Nous sommes donc face à un double défi : transmettre de manière effective aux élèves la mémoire de notre nation tout en resserrant ces commémorations dans le cadre scolaire.
C'est l'objectif que poursuit la présente proposition de loi et je pense pouvoir affirmer que nous le partageons tous. La participation des élèves aux commémorations et aux cérémonies nationales constitue un axe clef de la mobilisation de l'école pour les valeurs de la République, décidée suite aux attentats de janvier dernier. Nous savons que, comme le déclarait Renan, « la nation (...) est l'aboutissant d'un long passé d'efforts, de sacrifices et de dévouements » ; d'où l'urgence de transmettre cette mémoire partagée, qui est le ciment de notre identité en tant que nation et de notre unité.

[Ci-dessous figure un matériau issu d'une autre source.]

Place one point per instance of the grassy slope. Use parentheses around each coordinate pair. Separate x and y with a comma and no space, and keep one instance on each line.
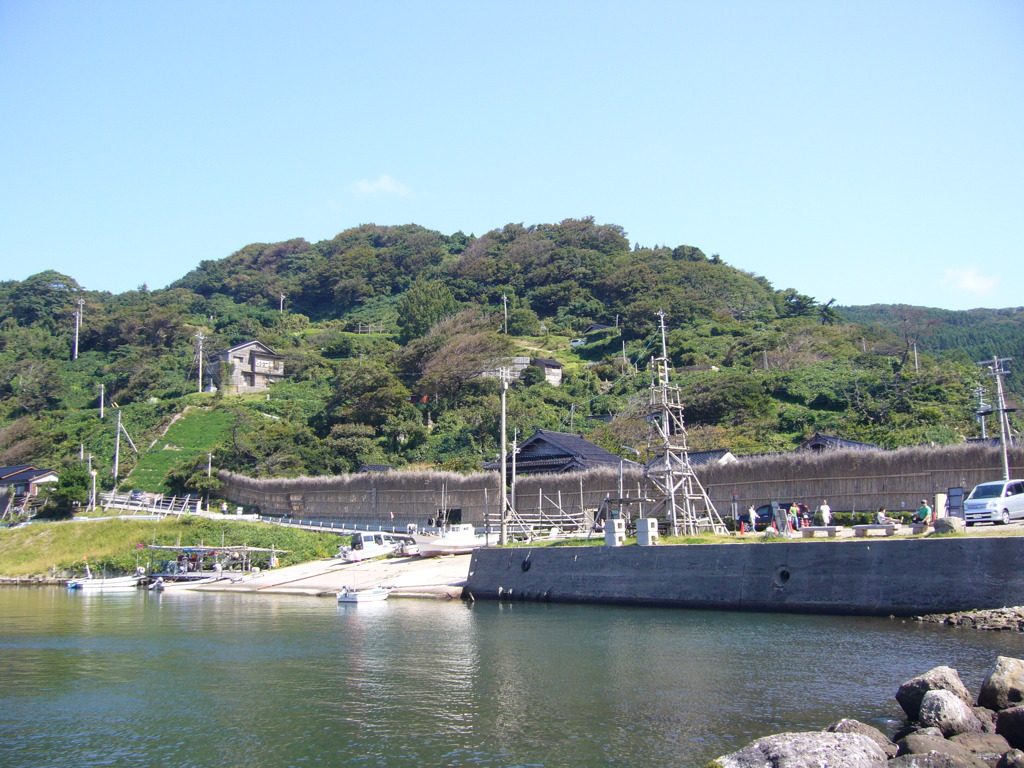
(59,549)
(194,434)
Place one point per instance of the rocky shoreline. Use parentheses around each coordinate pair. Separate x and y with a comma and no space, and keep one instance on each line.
(945,727)
(1011,619)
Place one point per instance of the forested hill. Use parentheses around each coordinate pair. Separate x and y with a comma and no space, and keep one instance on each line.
(975,335)
(759,369)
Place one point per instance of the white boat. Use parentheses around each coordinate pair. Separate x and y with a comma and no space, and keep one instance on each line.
(366,545)
(450,540)
(348,595)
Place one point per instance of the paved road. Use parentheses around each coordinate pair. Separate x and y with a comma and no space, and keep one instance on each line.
(411,577)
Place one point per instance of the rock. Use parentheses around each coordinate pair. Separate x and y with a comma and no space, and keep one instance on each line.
(987,747)
(943,710)
(1010,723)
(949,525)
(941,678)
(1004,687)
(848,725)
(933,760)
(986,717)
(807,751)
(916,745)
(1013,759)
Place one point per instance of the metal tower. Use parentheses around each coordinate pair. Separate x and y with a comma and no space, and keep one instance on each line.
(671,484)
(996,370)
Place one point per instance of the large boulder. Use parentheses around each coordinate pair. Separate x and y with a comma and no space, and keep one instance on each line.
(1010,723)
(1013,759)
(848,725)
(949,525)
(933,760)
(986,717)
(941,678)
(918,745)
(943,710)
(806,751)
(987,747)
(1004,687)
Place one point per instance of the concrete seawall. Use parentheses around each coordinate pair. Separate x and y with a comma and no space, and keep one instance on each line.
(870,577)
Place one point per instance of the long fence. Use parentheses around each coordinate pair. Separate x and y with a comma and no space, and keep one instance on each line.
(851,480)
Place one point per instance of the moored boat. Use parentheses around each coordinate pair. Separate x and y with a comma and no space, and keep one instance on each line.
(451,540)
(348,595)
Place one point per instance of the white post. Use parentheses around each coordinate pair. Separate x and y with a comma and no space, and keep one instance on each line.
(503,535)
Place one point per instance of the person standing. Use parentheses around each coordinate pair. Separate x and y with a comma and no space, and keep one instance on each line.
(924,515)
(825,511)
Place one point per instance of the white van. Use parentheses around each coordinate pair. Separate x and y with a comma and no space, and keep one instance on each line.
(999,502)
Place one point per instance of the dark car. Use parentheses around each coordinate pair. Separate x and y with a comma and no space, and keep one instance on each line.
(766,513)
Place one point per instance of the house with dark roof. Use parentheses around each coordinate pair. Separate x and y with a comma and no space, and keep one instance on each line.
(25,479)
(551,453)
(250,367)
(819,441)
(552,370)
(374,468)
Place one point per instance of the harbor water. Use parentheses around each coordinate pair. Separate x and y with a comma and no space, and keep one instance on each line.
(258,681)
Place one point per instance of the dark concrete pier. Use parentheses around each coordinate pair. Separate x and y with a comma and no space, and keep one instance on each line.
(868,577)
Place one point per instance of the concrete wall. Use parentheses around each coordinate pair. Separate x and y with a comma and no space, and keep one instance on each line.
(870,577)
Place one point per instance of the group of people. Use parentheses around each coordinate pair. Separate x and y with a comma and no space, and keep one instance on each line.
(799,515)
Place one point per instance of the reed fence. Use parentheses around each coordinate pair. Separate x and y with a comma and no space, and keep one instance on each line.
(851,480)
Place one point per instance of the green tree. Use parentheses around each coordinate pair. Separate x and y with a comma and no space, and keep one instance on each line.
(424,304)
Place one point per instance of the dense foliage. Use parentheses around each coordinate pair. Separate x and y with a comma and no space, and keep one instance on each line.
(391,335)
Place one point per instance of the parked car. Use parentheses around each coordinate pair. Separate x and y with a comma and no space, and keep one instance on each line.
(766,513)
(998,502)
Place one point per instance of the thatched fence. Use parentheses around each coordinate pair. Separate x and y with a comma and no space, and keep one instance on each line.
(398,498)
(856,480)
(851,480)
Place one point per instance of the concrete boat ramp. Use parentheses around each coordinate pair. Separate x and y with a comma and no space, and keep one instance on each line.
(438,578)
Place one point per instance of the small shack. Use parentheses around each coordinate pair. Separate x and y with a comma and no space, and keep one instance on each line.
(547,452)
(250,367)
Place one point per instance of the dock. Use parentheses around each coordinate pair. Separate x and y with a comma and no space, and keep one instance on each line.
(436,578)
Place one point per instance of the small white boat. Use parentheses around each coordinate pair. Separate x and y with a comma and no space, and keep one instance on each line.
(366,545)
(450,540)
(116,584)
(119,584)
(348,595)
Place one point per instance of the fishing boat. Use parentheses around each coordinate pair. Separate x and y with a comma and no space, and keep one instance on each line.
(459,539)
(116,584)
(348,595)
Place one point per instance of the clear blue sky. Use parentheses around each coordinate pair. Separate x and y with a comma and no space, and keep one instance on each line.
(866,151)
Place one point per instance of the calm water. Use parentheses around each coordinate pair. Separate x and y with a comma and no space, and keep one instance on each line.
(260,681)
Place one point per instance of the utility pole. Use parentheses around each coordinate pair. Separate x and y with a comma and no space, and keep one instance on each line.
(200,337)
(78,326)
(503,534)
(996,371)
(117,451)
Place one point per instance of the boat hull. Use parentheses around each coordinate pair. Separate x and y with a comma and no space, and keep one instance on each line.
(363,596)
(121,584)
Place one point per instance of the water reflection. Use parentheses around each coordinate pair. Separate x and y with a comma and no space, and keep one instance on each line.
(247,680)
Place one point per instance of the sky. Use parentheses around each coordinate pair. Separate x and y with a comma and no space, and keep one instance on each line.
(862,151)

Il nous revient, par la présente proposition de loi, d'y apporter notre concours.
Inscrire dans la loi la transmission de cette mémoire permettrait de consacrer les nombreuses initiatives qui sont d'ores et déjà menées et de les affranchir des variations de la politique ministérielle. Le travail de mémoire n'aurait plus pour seul fondement des notes de service, qui ne sont parfois pas renouvelées d'année en année, mais un article de loi. Ainsi la mobilisation de l'éducation nationale depuis 2014, à l'occasion du centenaire de la Première Guerre mondiale a été suivie d'effet, notamment en matière de présence des élèves aux commémorations. Il s'agit aujourd'hui de reconnaître et de prolonger ces efforts, en consacrant dans le code de l'éducation une journée spécifique dédiée à la mémoire des combattants et des victimes de guerre.
À cette fin, je vous proposerai néanmoins deux amendements, qui garantissent le respect du domaine de la loi et des compétences de chacun en matière éducative.
En outre, dans sa rédaction initiale, l'article unique de la proposition de loi est assez confus quant à la responsabilité de la mise en oeuvre de cette journée ; le contenu des enseignements relevant uniquement de l'État, je vous propose de supprimer ces dispositions. En conséquence, l'article renverrait les modalités d'organisation au pouvoir règlementaire.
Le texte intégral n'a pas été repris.